El mercado tecnológico se ha movido con enorme velocidad hacia una nueva narrativa: agentes, inteligencia on tap, automatización autónoma, nuevas formas de trabajo, empresas reconfiguradas alrededor de equipos humano-agente. Parte de esa conversación tiene base real. Parte está todavía en una fase de entusiasmo más rápida que la capacidad de muchas organizaciones para absorberla con criterio.
McKinsey describe en su encuesta global de 2025 un panorama de uso más amplio y una proliferación creciente de IA agentic, pero también insiste en que la transición desde pilotos hacia impacto escalado sigue siendo un trabajo en progreso para la mayoría. Ese matiz es fundamental porque evita una lectura binaria. No se trata de negar la ola.
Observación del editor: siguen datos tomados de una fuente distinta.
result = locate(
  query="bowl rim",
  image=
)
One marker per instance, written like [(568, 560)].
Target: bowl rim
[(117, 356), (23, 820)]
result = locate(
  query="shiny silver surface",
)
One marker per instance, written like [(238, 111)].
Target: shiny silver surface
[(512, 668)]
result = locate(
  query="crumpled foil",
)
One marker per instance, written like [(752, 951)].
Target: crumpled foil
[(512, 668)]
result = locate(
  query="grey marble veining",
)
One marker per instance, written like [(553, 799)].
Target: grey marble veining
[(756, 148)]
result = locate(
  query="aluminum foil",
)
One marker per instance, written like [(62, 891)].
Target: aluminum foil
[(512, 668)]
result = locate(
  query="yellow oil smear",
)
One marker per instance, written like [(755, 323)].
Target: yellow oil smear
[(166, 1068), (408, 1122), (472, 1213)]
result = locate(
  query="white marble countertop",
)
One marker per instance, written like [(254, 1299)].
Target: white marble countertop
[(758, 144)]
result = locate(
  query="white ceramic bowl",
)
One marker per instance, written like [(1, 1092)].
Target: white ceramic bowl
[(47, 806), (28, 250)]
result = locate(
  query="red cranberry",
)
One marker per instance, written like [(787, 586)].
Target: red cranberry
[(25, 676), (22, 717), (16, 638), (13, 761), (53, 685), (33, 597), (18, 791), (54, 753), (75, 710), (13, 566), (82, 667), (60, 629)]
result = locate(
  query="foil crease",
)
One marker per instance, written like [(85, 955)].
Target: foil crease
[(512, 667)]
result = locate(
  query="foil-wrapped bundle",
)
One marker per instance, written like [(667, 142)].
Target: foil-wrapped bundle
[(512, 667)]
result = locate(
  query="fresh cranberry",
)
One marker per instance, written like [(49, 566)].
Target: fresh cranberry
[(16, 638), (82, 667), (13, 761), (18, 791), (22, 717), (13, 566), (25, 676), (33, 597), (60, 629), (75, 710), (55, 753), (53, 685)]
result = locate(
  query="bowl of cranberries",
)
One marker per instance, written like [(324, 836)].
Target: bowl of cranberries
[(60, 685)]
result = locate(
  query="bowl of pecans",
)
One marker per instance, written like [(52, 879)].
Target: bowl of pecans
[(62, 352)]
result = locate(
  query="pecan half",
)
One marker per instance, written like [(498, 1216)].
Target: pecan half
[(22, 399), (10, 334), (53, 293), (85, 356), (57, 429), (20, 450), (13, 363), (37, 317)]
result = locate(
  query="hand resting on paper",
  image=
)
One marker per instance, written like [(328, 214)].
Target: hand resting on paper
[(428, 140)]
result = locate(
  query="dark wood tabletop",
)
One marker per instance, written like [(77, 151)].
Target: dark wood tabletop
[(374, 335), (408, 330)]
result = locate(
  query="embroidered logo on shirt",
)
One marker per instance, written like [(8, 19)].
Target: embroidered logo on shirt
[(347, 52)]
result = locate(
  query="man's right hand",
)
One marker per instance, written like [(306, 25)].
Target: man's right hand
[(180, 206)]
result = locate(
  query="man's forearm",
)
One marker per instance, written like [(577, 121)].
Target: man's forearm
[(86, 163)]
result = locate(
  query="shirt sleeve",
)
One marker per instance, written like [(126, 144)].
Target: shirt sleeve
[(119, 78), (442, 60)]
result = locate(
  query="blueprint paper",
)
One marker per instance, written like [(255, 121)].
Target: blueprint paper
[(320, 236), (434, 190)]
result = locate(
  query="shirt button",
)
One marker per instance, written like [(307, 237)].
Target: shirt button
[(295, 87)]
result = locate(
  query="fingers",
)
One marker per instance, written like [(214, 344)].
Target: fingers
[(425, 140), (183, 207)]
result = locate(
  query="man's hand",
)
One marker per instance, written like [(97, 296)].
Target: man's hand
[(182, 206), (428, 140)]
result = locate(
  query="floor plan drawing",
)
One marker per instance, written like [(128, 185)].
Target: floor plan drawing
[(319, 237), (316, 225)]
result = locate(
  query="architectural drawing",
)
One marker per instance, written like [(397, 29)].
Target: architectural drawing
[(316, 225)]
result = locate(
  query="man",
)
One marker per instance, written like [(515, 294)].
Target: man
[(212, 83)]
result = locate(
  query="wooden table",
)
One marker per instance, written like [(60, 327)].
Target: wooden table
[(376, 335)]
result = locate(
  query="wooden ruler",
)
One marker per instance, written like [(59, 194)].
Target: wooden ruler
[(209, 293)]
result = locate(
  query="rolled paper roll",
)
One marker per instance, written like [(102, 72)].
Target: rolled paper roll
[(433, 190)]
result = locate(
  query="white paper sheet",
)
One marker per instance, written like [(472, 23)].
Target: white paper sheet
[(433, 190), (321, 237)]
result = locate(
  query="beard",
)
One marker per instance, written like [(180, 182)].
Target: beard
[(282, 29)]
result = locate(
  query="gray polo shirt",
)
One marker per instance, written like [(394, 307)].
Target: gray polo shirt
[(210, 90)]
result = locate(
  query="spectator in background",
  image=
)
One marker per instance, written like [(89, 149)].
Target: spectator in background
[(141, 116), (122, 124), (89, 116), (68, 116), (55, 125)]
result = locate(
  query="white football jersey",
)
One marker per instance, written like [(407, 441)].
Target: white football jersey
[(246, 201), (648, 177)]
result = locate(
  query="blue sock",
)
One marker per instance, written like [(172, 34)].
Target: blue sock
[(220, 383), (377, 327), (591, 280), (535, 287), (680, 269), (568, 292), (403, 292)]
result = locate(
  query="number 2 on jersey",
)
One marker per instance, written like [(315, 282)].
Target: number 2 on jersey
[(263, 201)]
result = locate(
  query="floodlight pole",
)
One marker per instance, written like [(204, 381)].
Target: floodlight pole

Se trata de no exagerar su madurez.
La pregunta incómoda para muchas empresas es esta: cómo van a desplegar una capa más autónoma de IA cuando todavía no han resuelto de forma sobria problemas mucho más básicos, como ownership, trazabilidad, calidad del contexto y algo tan elemental como saber cuál es la versión buena.
Qué sí se puede decir con rigor hoy
Se puede decir que la IA está entrando de lleno en funciones de negocio, productividad y apoyo cognitivo. Se puede decir que las organizaciones están rediseñando flujos, creando nuevos roles y experimentando con agentes. Se puede decir que la presión competitiva y de eficiencia hace difícil mirar hacia otro lado.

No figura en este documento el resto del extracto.